23 Папиросы «Анненков» были выпущены в честь генерала М. Н. Анненкова, руководившего строительством Закаспийской военной железной дороги, основная часть которой была закончена в 1888 году после открытия моста через Амударью и открытия сообщения с Самаркандом.
24 Церковь монастыря Сурб-Хач (Святой Крест) заложена в 1783 году и являлась самым первым каменным зданием Нахичевани. Стены монастыря были украшены хачкарами (хачкар – армянский религиозный памятник в виде каменной стелы с изображением креста и различными резными узорами), привезёнными из Крыма переселенцами на арбах. В монастыре была дверь IX века, украшенная резным орнаментом, также привезённая из Крыма, но ранее она была дверью храма в городе Ани – столице средневекового армянского государства. Монастырю принадлежали земли в округе – 457 десятин земли (500 га). В советское время монастырь был разрушен почти полностью, хачкары и та самая дверь утрачены. Осталась только церковь, которую спасли армянские интеллигенты, разместив в ней музей русско-армянской дружбы. Эта церковь существует и поныне в Ростове-на-Дону. Удалось сохранить и рукописное Евангелие 1347 года, переданное в церковь Святого Георгия в Нахичевани, которую позже тоже разрушили. На кладбище монастыря Сурб-Хач нашли свой последний приют многие известные деятели армянского народа.
25 Об этом читайте в романе «Убийство под Темзой».
26 Полуштоф – 0, 61 л.
27 Так называли водку.
28 В те времена жителей Ростова-на-Дону называли ростовцами.
29 В зону ответственности полиции Ростова-на-Дону входила и Нахичевань-на-Дону.
30 Богатый источник, или Богатый колодезь, – район Ростова-на-Дону, названный так в честь расположенного там родника. Центр района проходил по Богатянскому переулку, ограниченному с западной стороны Малым проспектом (сегодня Чехова) и Ростово-Нахичеванской межой (сегодня переулок Театральный) с восточной. Северная граница проходила по улице Никольской (Социалистической). За ней начинался уже другой район – Крепость.
31 Байковский хутор (Собачий хутор) – северо-восточный район Ростова-на-Дону, населённый беднотой. Назван в честь городского головы Байкова, сумевшего остановить незаконную застройку в этой части города.
32 Затемерницкое предместье, или Бессовестная слободка, – район Ростова-на-Дону, расположенный на правом берегу реки Темерник на склоне возвышенности, спускающейся до межи станицы Гниловской.
33 Рабочий район на северо-западной окраине Ростова-на-Дону. Первоначально заселялся золотарями (ассенизаторами). Находился между рекой Темерник и городскими свалками нечистот.

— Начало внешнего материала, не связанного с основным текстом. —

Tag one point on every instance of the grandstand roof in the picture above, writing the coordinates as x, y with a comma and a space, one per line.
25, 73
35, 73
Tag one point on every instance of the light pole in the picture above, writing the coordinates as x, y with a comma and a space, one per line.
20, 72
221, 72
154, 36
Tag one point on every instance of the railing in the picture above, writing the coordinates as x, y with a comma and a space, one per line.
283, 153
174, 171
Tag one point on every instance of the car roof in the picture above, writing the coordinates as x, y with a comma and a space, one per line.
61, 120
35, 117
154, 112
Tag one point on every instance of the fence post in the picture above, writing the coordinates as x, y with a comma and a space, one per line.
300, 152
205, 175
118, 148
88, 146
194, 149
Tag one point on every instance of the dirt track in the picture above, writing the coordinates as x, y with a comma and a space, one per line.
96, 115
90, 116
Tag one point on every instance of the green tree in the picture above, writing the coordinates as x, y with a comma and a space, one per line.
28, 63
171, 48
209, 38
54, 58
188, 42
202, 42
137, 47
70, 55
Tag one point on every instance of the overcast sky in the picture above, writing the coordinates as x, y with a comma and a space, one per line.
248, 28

34 Новочеркасск – административный центр области Войска Донского в 1890 году. Первоначально в область входило семь округов: Черкасский, 1-й Донской, 2-й Донской, Донецкий, Усть-Медведицкий, Хопёрский и Миусский. 27 января 1884 года в районе задонских степей из бывшего Калмыцкого округа был образован Сальский округ с окружным центром в станице Великокняжеской. 19 (31) мая 1887 года, согласно мнению Государственного совета, утверждённому императором Александром III, к области Войска Донского присоединили территории, ранее входившие в Екатеринославскую губернию: упразднённое Таганрогское градоначальство и Ростовский уезд, включая города Ростов-на-Дону и Нахичевань-на-Дону, посад Азов и бывшее укрепление Ейское (ныне село Ейское Укрепление Щербиновского района Краснодарского края). В сентябре 1887 года окончание передачи было отсрочено до 1 (13) января 1888 года. На вновь приобретённых землях и на базе Миусского округа создали ещё два новых округа: Таганрогский и Ростовский.

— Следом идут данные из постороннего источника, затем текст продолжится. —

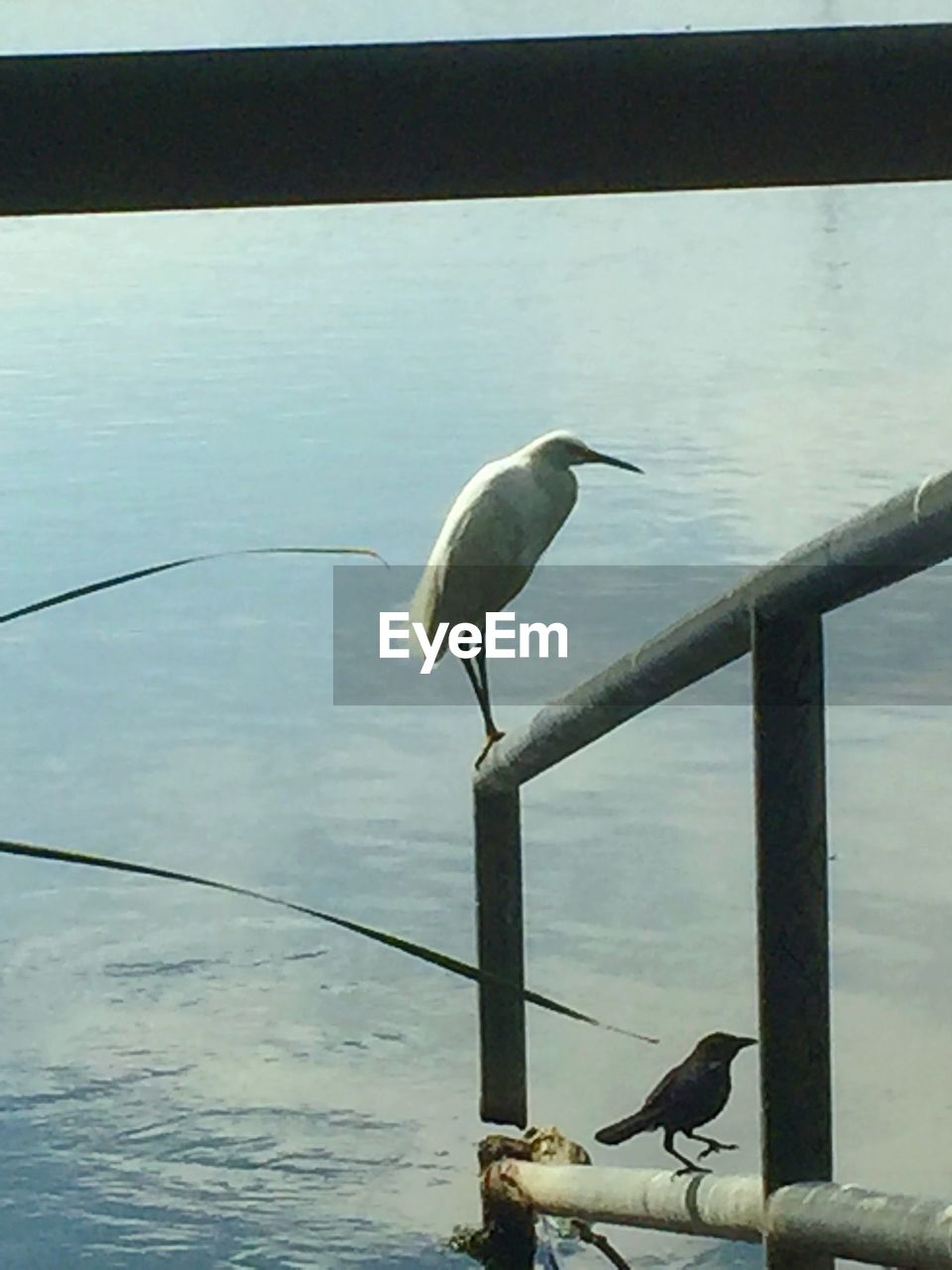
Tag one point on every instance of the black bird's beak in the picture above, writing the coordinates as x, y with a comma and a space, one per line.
593, 456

35 Околоток – район города, находящийся на территории полицейского участка (обычно 3–4 тысячи жителей) подведомственный в полицейском отношении околоточному надзирателю, которому подчинялись городовые и дворники.
36 В театре Асмолова, в отличие от гостиницы «Гранд-отель», действительно не было ватерклозета, на что жаловались зрители в письмах, опубликованных в газете «Донская пчела».
37 Ахпер-джан (арм.) – братишка.
38 Гость (арм.).
39 В описываемое время данное слово произносилось и писалось на русском языке не на французский манер (vestibule), как это принято сейчас, а на латинский. Об этом свидетельствует «Словотолкователь и объяснитель иностранных слов, вошедших в русский язык» (М., 1898).
40 Штукмейстер (уст.) – здесь в значении фокусник, человек, выделывающий всякие штуки, чтобы поразить воображение зрителей.